Encore faut-il que je cherche à me rendre compte des conditions du phénomène humain que j’admire. Je n’apporte ici aucune théorie de l’art de peindre. La pratique de Monet lui est venue directement de l’œil à la brosse, sans que jamais il ait prétendu doctriner. Il était peintre né: c’est la raison supérieure qui l’a irrésistiblement poussé à regarder toujours plus avant dans l’intimité des choses, jusqu’aux rencontres de visions auxquelles nul encore ne s’était arrêté.
Du point de départ au point d’arrivée, la vie de Claude Monet n’est qu’une évolution de rigoureuse conscience dans la conduite du plus beau drame d’humaine ingénuité. Diogène cherchait un homme, un homme achevé parmi les trop communs exemplaires d’amoindrissements que lui offrait la place publique. Il ne détourna pas la tête quand Alexandre vint parader dans son soleil. L’homme, que chercha vainement le cynique, ne vous semble-t-il pas que nous sommes bien près de l’avoir trouvé?

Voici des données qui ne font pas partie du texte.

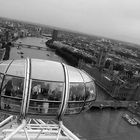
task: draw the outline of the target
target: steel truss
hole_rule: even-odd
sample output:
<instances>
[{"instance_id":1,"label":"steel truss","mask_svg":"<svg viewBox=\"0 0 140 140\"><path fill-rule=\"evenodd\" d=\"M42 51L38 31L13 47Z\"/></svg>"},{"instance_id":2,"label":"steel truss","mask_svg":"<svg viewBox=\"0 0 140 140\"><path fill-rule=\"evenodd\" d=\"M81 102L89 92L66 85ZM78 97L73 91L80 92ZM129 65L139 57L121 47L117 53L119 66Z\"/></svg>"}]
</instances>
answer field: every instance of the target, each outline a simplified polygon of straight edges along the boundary
<instances>
[{"instance_id":1,"label":"steel truss","mask_svg":"<svg viewBox=\"0 0 140 140\"><path fill-rule=\"evenodd\" d=\"M20 119L14 116L0 123L0 140L80 140L62 121Z\"/></svg>"}]
</instances>

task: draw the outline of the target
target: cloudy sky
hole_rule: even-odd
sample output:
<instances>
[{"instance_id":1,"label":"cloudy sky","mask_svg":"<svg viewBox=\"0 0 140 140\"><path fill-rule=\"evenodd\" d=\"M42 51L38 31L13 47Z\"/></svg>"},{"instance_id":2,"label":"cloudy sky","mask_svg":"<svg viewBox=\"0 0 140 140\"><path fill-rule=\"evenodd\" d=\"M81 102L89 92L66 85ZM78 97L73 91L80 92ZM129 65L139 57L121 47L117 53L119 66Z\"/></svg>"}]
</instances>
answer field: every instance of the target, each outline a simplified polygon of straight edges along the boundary
<instances>
[{"instance_id":1,"label":"cloudy sky","mask_svg":"<svg viewBox=\"0 0 140 140\"><path fill-rule=\"evenodd\" d=\"M140 0L0 0L0 16L140 44Z\"/></svg>"}]
</instances>

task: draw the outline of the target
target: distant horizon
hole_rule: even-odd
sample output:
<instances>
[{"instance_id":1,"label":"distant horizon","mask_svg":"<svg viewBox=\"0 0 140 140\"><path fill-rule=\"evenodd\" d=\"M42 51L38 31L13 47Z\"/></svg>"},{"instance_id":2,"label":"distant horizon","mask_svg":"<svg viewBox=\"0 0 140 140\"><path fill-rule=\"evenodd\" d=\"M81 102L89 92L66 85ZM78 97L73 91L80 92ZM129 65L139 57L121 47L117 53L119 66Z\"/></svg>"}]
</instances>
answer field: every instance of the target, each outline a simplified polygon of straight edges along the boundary
<instances>
[{"instance_id":1,"label":"distant horizon","mask_svg":"<svg viewBox=\"0 0 140 140\"><path fill-rule=\"evenodd\" d=\"M140 44L138 0L0 0L0 16Z\"/></svg>"},{"instance_id":2,"label":"distant horizon","mask_svg":"<svg viewBox=\"0 0 140 140\"><path fill-rule=\"evenodd\" d=\"M125 41L125 40L118 40L116 38L111 38L111 37L102 36L102 35L89 34L89 33L85 33L85 32L82 32L82 31L76 31L76 30L72 30L72 29L67 29L67 28L62 28L62 27L42 24L42 23L39 23L39 22L32 22L32 21L15 19L15 18L10 18L10 17L3 17L3 16L0 16L0 18L5 18L5 19L9 19L9 20L16 20L16 21L19 21L19 22L25 22L25 23L30 23L30 24L40 25L40 26L46 26L48 28L57 29L57 30L60 30L60 31L67 31L67 32L72 32L72 33L78 33L78 34L87 35L87 36L91 36L91 37L92 36L96 36L96 37L99 37L99 38L105 38L105 39L108 39L108 40L118 41L120 43L123 42L123 43L129 43L129 44L137 45L137 46L132 46L132 47L140 46L139 43L135 43L135 42L129 42L129 41Z\"/></svg>"}]
</instances>

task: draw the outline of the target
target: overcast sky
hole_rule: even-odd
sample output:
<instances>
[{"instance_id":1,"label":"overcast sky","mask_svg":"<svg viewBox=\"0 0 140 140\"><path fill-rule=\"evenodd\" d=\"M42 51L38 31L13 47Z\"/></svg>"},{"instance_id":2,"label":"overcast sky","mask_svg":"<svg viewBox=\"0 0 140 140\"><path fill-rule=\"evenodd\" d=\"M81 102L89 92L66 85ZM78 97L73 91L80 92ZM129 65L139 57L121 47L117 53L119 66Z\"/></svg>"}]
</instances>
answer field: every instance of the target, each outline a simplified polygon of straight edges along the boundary
<instances>
[{"instance_id":1,"label":"overcast sky","mask_svg":"<svg viewBox=\"0 0 140 140\"><path fill-rule=\"evenodd\" d=\"M140 0L0 0L0 16L140 44Z\"/></svg>"}]
</instances>

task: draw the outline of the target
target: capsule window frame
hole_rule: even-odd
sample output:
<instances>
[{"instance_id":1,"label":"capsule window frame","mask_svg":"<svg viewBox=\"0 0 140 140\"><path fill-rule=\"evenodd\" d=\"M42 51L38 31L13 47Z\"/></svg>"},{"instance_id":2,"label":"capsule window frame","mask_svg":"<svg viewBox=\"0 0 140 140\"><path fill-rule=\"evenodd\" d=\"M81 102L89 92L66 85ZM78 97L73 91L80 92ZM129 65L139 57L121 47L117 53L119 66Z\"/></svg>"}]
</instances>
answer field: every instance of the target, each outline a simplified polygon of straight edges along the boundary
<instances>
[{"instance_id":1,"label":"capsule window frame","mask_svg":"<svg viewBox=\"0 0 140 140\"><path fill-rule=\"evenodd\" d=\"M1 85L0 85L0 96L1 96L1 89L2 89L2 85L3 85L3 80L4 80L4 73L0 73L0 75L3 75L2 77L2 81L1 81Z\"/></svg>"},{"instance_id":2,"label":"capsule window frame","mask_svg":"<svg viewBox=\"0 0 140 140\"><path fill-rule=\"evenodd\" d=\"M86 99L85 99L85 104L84 104L84 109L83 109L83 111L87 111L88 109L90 109L90 108L92 107L92 102L94 102L94 101L96 100L96 98L97 98L97 92L96 92L96 84L95 84L95 81L93 80L93 81L90 81L90 82L86 82L86 83L85 83L85 88L86 88L86 84L88 84L88 83L93 83L93 84L94 84L95 99L93 99L93 100L86 100ZM87 91L87 88L86 88L86 91Z\"/></svg>"},{"instance_id":3,"label":"capsule window frame","mask_svg":"<svg viewBox=\"0 0 140 140\"><path fill-rule=\"evenodd\" d=\"M86 83L85 83L85 88L86 88L86 91L87 91L87 87L86 87L86 85L87 85L87 84L89 84L89 83L93 83L93 84L94 84L95 99L93 99L93 100L85 100L85 102L92 102L92 101L95 101L95 100L96 100L96 98L97 98L96 85L95 85L95 82L94 82L94 81L91 81L91 82L86 82Z\"/></svg>"},{"instance_id":4,"label":"capsule window frame","mask_svg":"<svg viewBox=\"0 0 140 140\"><path fill-rule=\"evenodd\" d=\"M61 94L61 99L60 99L60 101L55 101L55 100L47 100L47 101L45 101L45 100L38 100L38 99L32 99L31 98L31 94L32 94L32 83L33 83L33 81L36 81L37 83L41 83L41 82L48 82L48 83L58 83L58 84L62 84L62 88L63 88L63 90L61 91L62 92L62 94ZM27 116L34 116L34 115L38 115L38 114L40 114L40 116L42 116L42 117L47 117L47 116L57 116L58 115L58 112L59 112L59 110L60 110L60 107L61 107L61 104L62 104L62 97L63 97L63 91L65 90L65 82L61 82L61 81L47 81L47 80L40 80L40 79L30 79L30 86L29 86L29 97L28 97L28 106L27 106L27 110L26 110L26 114L27 114ZM57 104L59 104L59 107L57 107L56 109L57 109L57 111L56 111L56 113L54 114L54 113L51 113L51 111L50 112L48 112L48 113L40 113L40 112L36 112L36 113L31 113L31 112L29 112L29 108L30 108L30 104L31 104L31 101L33 101L33 102L40 102L40 103L57 103ZM53 109L53 108L48 108L48 109Z\"/></svg>"},{"instance_id":5,"label":"capsule window frame","mask_svg":"<svg viewBox=\"0 0 140 140\"><path fill-rule=\"evenodd\" d=\"M71 101L69 100L70 99L70 86L71 84L83 84L83 87L84 87L84 92L86 92L86 88L85 88L85 83L84 81L83 82L69 82L69 98L68 98L68 102L67 102L67 106L66 106L66 110L65 110L65 115L75 115L75 114L80 114L83 110L83 107L85 105L85 99L84 100L79 100L79 101ZM79 107L68 107L70 104L82 104L81 106ZM74 111L76 109L79 109L78 111ZM71 112L72 110L72 112Z\"/></svg>"},{"instance_id":6,"label":"capsule window frame","mask_svg":"<svg viewBox=\"0 0 140 140\"><path fill-rule=\"evenodd\" d=\"M4 80L4 74L3 73L0 73L0 75L2 75L2 82L1 82L1 85L0 85L0 110L1 110L1 92L2 92L2 85L3 85L3 80Z\"/></svg>"},{"instance_id":7,"label":"capsule window frame","mask_svg":"<svg viewBox=\"0 0 140 140\"><path fill-rule=\"evenodd\" d=\"M86 93L86 88L85 88L85 83L84 82L69 82L69 99L70 99L70 88L71 88L71 84L83 84L83 87L84 87L84 93ZM84 100L76 100L76 101L72 101L72 100L68 100L68 102L83 102L83 101L85 101L85 99Z\"/></svg>"},{"instance_id":8,"label":"capsule window frame","mask_svg":"<svg viewBox=\"0 0 140 140\"><path fill-rule=\"evenodd\" d=\"M86 96L86 92L87 92L87 86L86 85L89 84L89 83L93 83L94 89L95 89L95 99L93 99L93 100L86 100L86 98L85 98L84 100L81 100L81 101L70 101L70 100L68 100L66 111L65 111L65 115L80 114L81 112L84 112L84 111L88 110L91 107L92 102L95 101L96 100L96 97L97 97L97 94L96 94L96 85L95 85L95 81L94 80L92 80L90 82L70 82L69 85L70 84L75 84L75 83L83 83L84 89L85 89L85 96ZM70 96L70 94L69 94L69 96ZM83 106L81 106L81 107L68 107L69 104L71 104L71 103L73 103L75 105L78 104L78 103L83 103ZM79 108L79 111L78 112L74 111L74 108L75 109L78 109ZM73 109L73 112L70 112L72 109Z\"/></svg>"},{"instance_id":9,"label":"capsule window frame","mask_svg":"<svg viewBox=\"0 0 140 140\"><path fill-rule=\"evenodd\" d=\"M19 105L20 106L20 112L21 112L21 110L22 110L22 105L23 105L23 98L24 98L24 82L25 82L25 77L20 77L20 76L15 76L15 75L9 75L9 74L3 74L3 73L0 73L0 74L2 74L3 75L3 80L2 80L2 84L1 84L1 87L0 87L0 102L1 102L1 99L2 98L8 98L8 99L13 99L13 100L18 100L18 101L21 101L21 104ZM6 95L2 95L1 93L2 93L2 88L3 88L3 86L5 86L4 85L4 81L5 81L5 78L7 77L7 76L9 76L9 77L11 77L11 78L18 78L18 79L22 79L23 80L23 91L22 91L22 98L20 98L20 97L13 97L13 96L6 96ZM2 103L2 102L1 102ZM19 110L18 111L11 111L11 110L7 110L7 109L2 109L1 108L1 104L0 104L0 110L2 111L2 112L4 112L4 113L10 113L10 114L16 114L16 115L20 115L20 112L19 112Z\"/></svg>"}]
</instances>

L’homme, au sens le plus complet du moment, pourquoi serait-ce donc une chose si rare que, pour la rencontre d’une telle merveille, nous soyons tout aussitôt requis de nous extasier? Plus l’organisme est élevé dans l’ordre des existences, plus légitime est notre droit d’en attendre davantage. Qu’en arrive-t-il donc? Hélas! Nous succombons sous le poids des épithètes admiratives qui ne nous viennent d’autrui que pour être congrûment retournées. Rien n’est plus propre à nous faire réfléchir sur l’aventure de notre vie, pour en réduire petitesses et grandeurs à leurs proportions véritables. Il se pourrait que le surhomme ne fût pas beaucoup plus que le rêve d’un malade, et que, pour découvrir le sous-homme, il ne fût besoin que d’ouvrir les yeux. Il se pourrait aussi que, dans la médiocrité de sa condition cosmique, l’homme moyen, par la vertu du labeur, se trouvât capable de produire évolutivement des exemplaires d’une humanité supérieure. Que ne commençons-nous par faire confiance à notre propre effort? L’état social nous apporte des ressources de beaux développements. Il nous fournit, en même temps sans doute, des tentations d’en abuser à notre avantage. Et je crois pouvoir dire qu’il est plus tentant de vivre des ignorances de la foule que des connaissances positives ou des émotions naturelles laborieusement conduites à leurs fins organiques. Le plus beau de la vie ne peut être que de nous-mêmes, si nous sommes capables de nous gouverner.
Avec Claude Monet, le cas est d’évidence. Assez d’équilibre mental pour une bonne ordonnance des facultés convergentes vers les plus hautes fins d’activités humaines. Assez d’émotivités supérieures pour entraîner la somme des déséquilibres nécessaires à l’entrée de l’homme dans la dépense de lui-même à la mesure de ses moyens.